Да, двадцативосьмилетний герцог Сергей Лейхтенбергский был сражён наповал во время одной из рекогносцировок под Рущуком. Малая война уносила жизни и в отряде цесаревича. Тем невыносимее было топтание на одном месте.

А тут ещё перебои с продовольствием, которые приняли затяжной характер. Кормить войска в Болгарии взялась компания «Грегор, Горвиц и Коган». Но мало того что она поставляла припасы не вовремя, с опозданием, а то и не поставляла вовсе. Это еврейское товарищество грабило неграмотных и доверчивых болгарских крестьян.
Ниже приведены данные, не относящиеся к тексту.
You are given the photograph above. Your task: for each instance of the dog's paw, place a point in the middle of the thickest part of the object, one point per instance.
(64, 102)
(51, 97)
Агенты этой компании должны были платить жителям золотом за взятые у них припасы по ценам, установленным полевым интендантством. Но зачем платить, если можно было получать эти припасы даром. И вот они придумали «золотую грамоту». Это была рамка из золочёного багета, в которую вставляли лист какой-нибудь газеты – «печатное слово», столь магически действующее на неграмотных селян. Место грабежа выбиралось подальше от району боевых действий, где крестьяне только знали, что пришли «русите» и бьют турок. Агенты являлись в деревни, объявляли, что у них золотая царская грамота, торжественно, в присутствии нескольких казаков, отряженных на их охрану, показывали её селянам и возвещали, что царь повелел им жертвовать для русской армии-«освободителните» всё, что необходимо для её нужд. И агенты увозили нагруженные подводы в интендантские склады…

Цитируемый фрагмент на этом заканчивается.